Нет, конечно такое бывает, не спорю, но обычно она подробно говорит о любых ненужных мелочах, а здесь не пожелала остановиться даже на том, как они познакомились. На все вопросы, несомненно, могла бы ответить их переписка, но, к сожалению, у меня не было ни малейшего шанса ее прочитать. Приходилось делать выводы из того, что есть.
«…Жил он тогда (в 1911 году) в тупикe Фальгьера. Беден был так, что в Люксембургском саду мы сидели всегда на скамейке, а не на платных стульях, как было принято. Он вообще не жаловался ни на совершенно явную нужду, ни на столь же явное непризнание. Только один раз в 1911 году он сказал, что прошлой зимой ему было так плохо, что он даже не мог думать о самом ему дорогом.

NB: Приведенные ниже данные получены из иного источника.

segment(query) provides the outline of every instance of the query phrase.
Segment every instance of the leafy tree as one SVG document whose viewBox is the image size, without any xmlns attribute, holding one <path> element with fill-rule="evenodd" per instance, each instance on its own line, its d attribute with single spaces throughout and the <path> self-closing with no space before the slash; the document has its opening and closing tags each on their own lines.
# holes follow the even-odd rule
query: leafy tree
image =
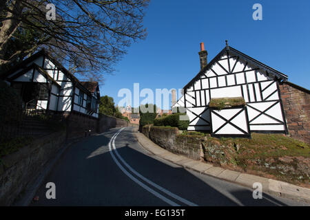
<svg viewBox="0 0 310 220">
<path fill-rule="evenodd" d="M 100 102 L 99 113 L 114 116 L 116 113 L 116 109 L 114 107 L 114 100 L 113 100 L 113 98 L 107 96 L 102 96 L 100 98 Z"/>
<path fill-rule="evenodd" d="M 78 77 L 100 80 L 99 73 L 112 72 L 132 42 L 145 38 L 143 20 L 149 1 L 1 0 L 1 72 L 45 48 Z M 56 6 L 54 20 L 46 19 L 48 3 Z"/>
<path fill-rule="evenodd" d="M 143 109 L 150 109 L 145 112 L 145 111 L 141 111 Z M 145 105 L 141 105 L 139 108 L 140 113 L 140 125 L 145 126 L 145 124 L 150 124 L 154 123 L 154 120 L 156 118 L 156 106 L 153 104 L 146 104 Z"/>
</svg>

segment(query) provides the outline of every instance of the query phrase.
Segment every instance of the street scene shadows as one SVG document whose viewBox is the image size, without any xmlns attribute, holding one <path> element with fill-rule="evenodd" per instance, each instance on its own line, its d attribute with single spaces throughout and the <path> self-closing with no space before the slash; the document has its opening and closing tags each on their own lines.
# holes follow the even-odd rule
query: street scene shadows
<svg viewBox="0 0 310 220">
<path fill-rule="evenodd" d="M 48 176 L 32 206 L 169 206 L 143 188 L 116 166 L 109 151 L 109 142 L 118 129 L 89 137 L 72 145 Z M 285 206 L 263 194 L 254 199 L 252 192 L 179 166 L 154 158 L 136 142 L 131 129 L 121 131 L 115 146 L 118 155 L 132 169 L 150 182 L 198 206 Z M 112 150 L 115 151 L 115 150 Z M 118 157 L 118 162 L 135 178 L 180 206 L 182 201 L 165 193 L 133 173 Z M 208 183 L 210 182 L 210 184 Z M 45 184 L 54 182 L 56 199 L 47 199 Z M 225 184 L 228 188 L 225 189 Z M 217 188 L 214 186 L 218 186 Z"/>
</svg>

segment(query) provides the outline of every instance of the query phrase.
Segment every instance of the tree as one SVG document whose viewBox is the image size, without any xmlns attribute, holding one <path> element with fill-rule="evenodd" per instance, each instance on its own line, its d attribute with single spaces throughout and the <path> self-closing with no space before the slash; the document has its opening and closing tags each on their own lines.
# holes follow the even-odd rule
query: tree
<svg viewBox="0 0 310 220">
<path fill-rule="evenodd" d="M 153 111 L 141 111 L 141 108 L 143 109 L 151 109 Z M 139 107 L 140 113 L 140 125 L 145 126 L 145 124 L 150 124 L 154 123 L 154 120 L 156 118 L 157 107 L 156 104 L 146 104 L 145 105 L 141 105 Z M 150 112 L 151 111 L 151 112 Z"/>
<path fill-rule="evenodd" d="M 41 48 L 70 67 L 81 78 L 102 79 L 127 47 L 143 39 L 149 0 L 2 0 L 0 3 L 0 67 L 3 71 Z M 56 6 L 48 20 L 48 3 Z M 30 34 L 25 34 L 26 32 Z M 23 47 L 11 47 L 28 36 Z"/>
<path fill-rule="evenodd" d="M 99 113 L 114 116 L 116 109 L 114 107 L 113 98 L 105 96 L 100 98 Z"/>
</svg>

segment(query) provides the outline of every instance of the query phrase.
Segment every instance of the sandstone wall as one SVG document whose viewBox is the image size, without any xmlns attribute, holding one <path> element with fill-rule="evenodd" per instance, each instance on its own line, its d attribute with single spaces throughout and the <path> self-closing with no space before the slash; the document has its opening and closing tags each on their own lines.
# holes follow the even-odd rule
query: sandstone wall
<svg viewBox="0 0 310 220">
<path fill-rule="evenodd" d="M 201 155 L 200 138 L 178 135 L 175 127 L 145 125 L 142 133 L 153 142 L 172 153 L 185 155 L 194 160 L 203 157 Z"/>
<path fill-rule="evenodd" d="M 0 160 L 0 206 L 11 205 L 18 195 L 64 146 L 65 133 L 52 133 Z"/>
<path fill-rule="evenodd" d="M 289 135 L 310 143 L 310 91 L 291 82 L 280 90 Z"/>
</svg>

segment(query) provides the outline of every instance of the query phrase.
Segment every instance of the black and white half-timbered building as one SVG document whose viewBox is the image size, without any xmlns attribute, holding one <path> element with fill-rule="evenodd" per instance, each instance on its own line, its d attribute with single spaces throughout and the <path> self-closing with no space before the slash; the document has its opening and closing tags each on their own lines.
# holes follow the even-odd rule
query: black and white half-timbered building
<svg viewBox="0 0 310 220">
<path fill-rule="evenodd" d="M 287 133 L 279 89 L 279 82 L 287 81 L 287 76 L 227 43 L 209 63 L 203 43 L 200 50 L 200 72 L 172 106 L 185 108 L 190 122 L 187 130 L 224 137 L 250 137 L 251 132 Z M 220 108 L 209 105 L 215 100 L 223 100 Z M 244 104 L 231 104 L 234 100 L 243 100 Z"/>
<path fill-rule="evenodd" d="M 42 50 L 1 76 L 21 95 L 28 112 L 76 112 L 99 117 L 97 82 L 80 82 Z"/>
</svg>

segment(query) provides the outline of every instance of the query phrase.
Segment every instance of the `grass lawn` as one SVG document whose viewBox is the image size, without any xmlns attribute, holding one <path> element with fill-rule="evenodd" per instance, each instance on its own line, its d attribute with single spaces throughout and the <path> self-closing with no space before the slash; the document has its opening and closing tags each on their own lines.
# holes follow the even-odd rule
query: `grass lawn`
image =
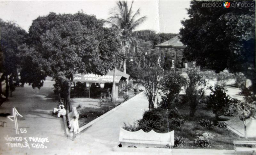
<svg viewBox="0 0 256 155">
<path fill-rule="evenodd" d="M 100 104 L 100 100 L 99 99 L 98 100 L 98 104 L 93 107 L 84 107 L 77 109 L 79 114 L 78 119 L 79 127 L 84 126 L 120 105 L 123 102 L 122 100 L 119 100 L 116 102 L 106 100 Z"/>
<path fill-rule="evenodd" d="M 234 148 L 232 141 L 245 140 L 245 138 L 240 137 L 225 128 L 216 127 L 204 128 L 198 124 L 198 121 L 202 119 L 213 121 L 214 120 L 214 114 L 211 111 L 207 109 L 205 105 L 199 104 L 197 105 L 197 110 L 193 117 L 189 115 L 189 107 L 188 105 L 178 103 L 173 104 L 172 106 L 176 107 L 181 115 L 182 119 L 187 121 L 187 123 L 181 127 L 170 127 L 172 130 L 174 130 L 175 136 L 181 136 L 186 138 L 187 143 L 184 146 L 184 148 L 198 148 L 193 146 L 194 141 L 196 139 L 196 133 L 203 134 L 208 132 L 215 135 L 215 136 L 211 141 L 212 143 L 211 148 L 212 149 L 232 150 Z M 220 117 L 220 120 L 223 121 L 227 120 L 231 118 L 224 116 Z M 248 139 L 250 140 L 255 140 L 256 138 Z"/>
<path fill-rule="evenodd" d="M 129 92 L 129 98 L 134 96 L 133 92 Z M 78 123 L 81 127 L 99 117 L 124 102 L 124 94 L 120 93 L 119 98 L 116 102 L 110 100 L 102 100 L 99 98 L 72 98 L 72 105 L 77 107 L 79 113 Z M 81 107 L 77 108 L 78 105 Z"/>
</svg>

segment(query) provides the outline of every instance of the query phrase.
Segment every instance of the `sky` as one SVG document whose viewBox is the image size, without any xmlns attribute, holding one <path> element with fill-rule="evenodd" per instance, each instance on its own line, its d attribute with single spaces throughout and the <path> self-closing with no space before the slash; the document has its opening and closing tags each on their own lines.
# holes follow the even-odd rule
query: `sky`
<svg viewBox="0 0 256 155">
<path fill-rule="evenodd" d="M 87 14 L 94 15 L 98 19 L 107 19 L 116 1 L 4 1 L 0 0 L 0 18 L 15 22 L 27 32 L 33 20 L 50 12 L 74 14 L 83 10 Z M 135 30 L 149 29 L 156 32 L 178 33 L 182 27 L 180 21 L 188 19 L 186 8 L 188 0 L 135 0 L 132 10 L 139 8 L 140 17 L 147 20 Z M 128 1 L 130 6 L 131 1 Z"/>
</svg>

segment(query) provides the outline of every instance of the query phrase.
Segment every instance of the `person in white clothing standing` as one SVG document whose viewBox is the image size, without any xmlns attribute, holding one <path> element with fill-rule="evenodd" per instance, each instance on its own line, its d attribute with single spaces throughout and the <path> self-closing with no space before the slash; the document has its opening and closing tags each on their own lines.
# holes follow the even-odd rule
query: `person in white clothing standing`
<svg viewBox="0 0 256 155">
<path fill-rule="evenodd" d="M 66 115 L 67 111 L 65 108 L 62 107 L 60 107 L 60 110 L 58 111 L 58 117 L 60 117 L 60 116 L 65 116 Z"/>
<path fill-rule="evenodd" d="M 69 122 L 69 125 L 68 126 L 68 127 L 70 128 L 69 132 L 73 132 L 73 138 L 72 140 L 74 140 L 76 138 L 76 134 L 79 133 L 78 120 L 76 119 L 76 117 L 74 116 L 73 117 L 73 119 Z"/>
</svg>

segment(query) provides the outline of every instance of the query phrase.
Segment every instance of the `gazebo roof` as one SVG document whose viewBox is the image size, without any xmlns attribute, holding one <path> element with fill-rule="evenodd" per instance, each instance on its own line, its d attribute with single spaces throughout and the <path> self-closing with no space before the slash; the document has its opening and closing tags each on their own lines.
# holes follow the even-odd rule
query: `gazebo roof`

Он казался мне окруженным плотным кольцом одиночества. Не помню, чтобы он с кем-нибудь раскланивался в Люксембургском саду или в Латинском квартале, где все более или менее знали друг друга. Я не слышала от него ни одного имени знакомого, друга или художника, и я не слышала от него ни одной шутки. Я ни разу не видела его пьяным, и от него не пахло вином. Очевидно, он стал пить позже, но гашиш уже как-то фигурировал в его рассказах. Очевидной подруги жизни у него тогда не было. Он никогда не рассказывал новелл о предыдущей влюбленности (что, увы, делают все). Со мной он не говорил ни о чем земном. Он был учтив, но это было не следствием домашнего воспитания, а высоты его духа.
В это время он занимался скульптурой, работал во дворике возле своей мастерской, в пустынном тупике был слышен звук его молоточка. Стены его мастерской были увешаны портретами невероятной длины (как мне теперь кажется – от пола до потолка). Воспроизведения их я не видела – уцелели ли они? Скульптуру свою он называл вещью – она была выставлена, кажется, у «Независимых» в 1911 году. Он попросил меня пойти посмотреть на нее, но не подошел ко мне на выставке, потому что я была не одна, а с друзьями. Во время моих больших пропаж исчезла и подаренная им мне фотография с этой вещи.
В это время Модильяни бредил Египтом. Он водил меня в Лувр смотреть египетский отдел, уверял, что все остальное (tout le reste) недостойно внимания. Рисовал мою голову в убранстве египетских цариц и танцовщиц и казался совершенно захвачен великим искусством Египта. Очевидно, Египет был его последним увлечением. Уже очень скоро он становится столь самобытным, что ничего не хочется вспоминать, глядя на его холсты. Теперь этот период Модильяни называют негритянским периодом.
Он говорил: «Драгоценности должны быть дикарскими» (по поводу моих африканских бус) – и рисовал меня в них. Водил меня смотреть старый Париж за Пантеоном ночью при луне. Хорошо знал город, но все-таки мы один раз заблудились. Он сказал: «Я забыл, что посередине находится остров». Это он показал мне настоящий Париж.
По поводу Венеры Милосской говорил, что прекрасно сложенные женщины, которых стоит лепить и писать, всегда кажутся неуклюжими в платьях.